A writer friend recently posted a picture on Facebook that captured the scripts submitted for a recent industry writing fellowship. It looked something like this photo (courtesy of the Austin Film Festival):
When considering the contests and fellowships and labs I’ve entered and applied for, it’s pretty daunting to think that among the piles and piles AND PILES of scripts, mine is wedged somewhere in there, fighting/hoping/praying to be recognized. Am I good enough to be among the chosen few? A grand prize winner? An esteemed lab participant?
(Yeah, it’s easy to see why we creative types can get discouraged when facing those overwhelming, seemingly insurmountable odds.)
But of all things, it’s my new day job that has reshaped my sense of perspective on this whole writerly undertaking. As a line producer on a brand new animated series, I am now on the other side of the creative decision-making process. I get a front row view as the Executive Producers on the series carefully sift through artist portfolios and tests to determine who best matches the show’s sensibility and, therefore, earns a coveted spot on the crew. The fierce competition and talent out there may create some difficult choices, but that’s not necessarily a bad thing.
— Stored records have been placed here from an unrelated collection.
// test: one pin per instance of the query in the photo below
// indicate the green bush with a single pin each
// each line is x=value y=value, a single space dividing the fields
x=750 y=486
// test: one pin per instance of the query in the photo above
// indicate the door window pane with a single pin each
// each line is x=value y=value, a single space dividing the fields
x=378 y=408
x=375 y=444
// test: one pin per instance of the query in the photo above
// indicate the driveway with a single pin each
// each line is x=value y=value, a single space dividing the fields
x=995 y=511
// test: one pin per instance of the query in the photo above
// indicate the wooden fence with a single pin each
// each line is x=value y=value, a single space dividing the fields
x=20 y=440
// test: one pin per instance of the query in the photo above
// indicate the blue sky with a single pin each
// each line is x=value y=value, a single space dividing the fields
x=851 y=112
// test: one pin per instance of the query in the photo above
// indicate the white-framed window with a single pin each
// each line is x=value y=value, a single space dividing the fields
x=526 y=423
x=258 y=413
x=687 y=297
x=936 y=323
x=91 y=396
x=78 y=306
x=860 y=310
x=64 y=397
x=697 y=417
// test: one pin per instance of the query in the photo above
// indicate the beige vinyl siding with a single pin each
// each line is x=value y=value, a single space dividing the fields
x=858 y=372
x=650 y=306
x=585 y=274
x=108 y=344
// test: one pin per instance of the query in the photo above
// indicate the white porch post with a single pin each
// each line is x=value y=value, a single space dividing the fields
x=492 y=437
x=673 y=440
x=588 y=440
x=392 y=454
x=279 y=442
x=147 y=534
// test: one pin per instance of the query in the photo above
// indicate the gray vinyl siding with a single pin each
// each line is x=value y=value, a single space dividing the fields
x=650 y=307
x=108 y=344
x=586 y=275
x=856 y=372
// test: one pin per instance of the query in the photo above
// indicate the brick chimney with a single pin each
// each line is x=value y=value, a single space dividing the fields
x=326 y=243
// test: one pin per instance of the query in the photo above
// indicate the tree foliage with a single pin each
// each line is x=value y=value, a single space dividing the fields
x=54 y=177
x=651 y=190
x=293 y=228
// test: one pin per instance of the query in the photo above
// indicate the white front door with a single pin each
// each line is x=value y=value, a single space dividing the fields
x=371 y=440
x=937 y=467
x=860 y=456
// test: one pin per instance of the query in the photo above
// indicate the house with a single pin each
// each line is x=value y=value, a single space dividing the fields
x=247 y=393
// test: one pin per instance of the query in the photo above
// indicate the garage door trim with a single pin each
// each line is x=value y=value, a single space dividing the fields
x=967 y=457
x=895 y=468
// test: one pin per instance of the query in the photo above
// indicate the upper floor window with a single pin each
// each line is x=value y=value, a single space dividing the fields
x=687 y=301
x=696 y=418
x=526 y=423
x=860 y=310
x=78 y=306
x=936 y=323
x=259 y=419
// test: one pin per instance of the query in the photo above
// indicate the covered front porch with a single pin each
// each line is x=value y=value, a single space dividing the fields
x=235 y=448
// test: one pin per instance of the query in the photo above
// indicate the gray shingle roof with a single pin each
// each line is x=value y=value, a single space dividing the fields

This was especially evident as we chose our Main Title song. The studio’s fantastic music department put out the call to a number of musicians and composers to come up with a 60-90 second theme song guided by a few creative missives from our show runners. I don’t know how many total entries initially came in, but the music team weeded through them all and presented us with a final thirty-four to choose from. Thirty-four. That’s a healthy chunk of submissions to consider, huh? And you know what? Most of them were good. Really good. There were a lot of fun, catchy, adrenaline-stirring entries. Of course, the song that was ultimately chosen as the favorite was the perfect fit for the show. It was the strongest encapsulation of the humor and tone of the series and we’re all super excited about it. But it doesn’t mean the other entries were terribly inferior. Or that the musicians submitting them were less talented. It just means the “winner” had the best combination of musical and quirky elements desired by the executive producers.
Now the purpose of this post isn’t to say that we writers should just assume the only reason we don’t land the contest wins/fellowship placements/script sales is due to subjectivity and timing. We should always stay focused on becoming better writers and learn from those who regularly find success. But we should also know when to cut ourselves a little slack and realize that we do have something valuable to offer through our work, despite the rejection we experience. And that desire to share our stories is what will keep fueling us forward. As Winston Churchill stated: “Success is not final, failure is not fatal: it is the courage to continue that counts.”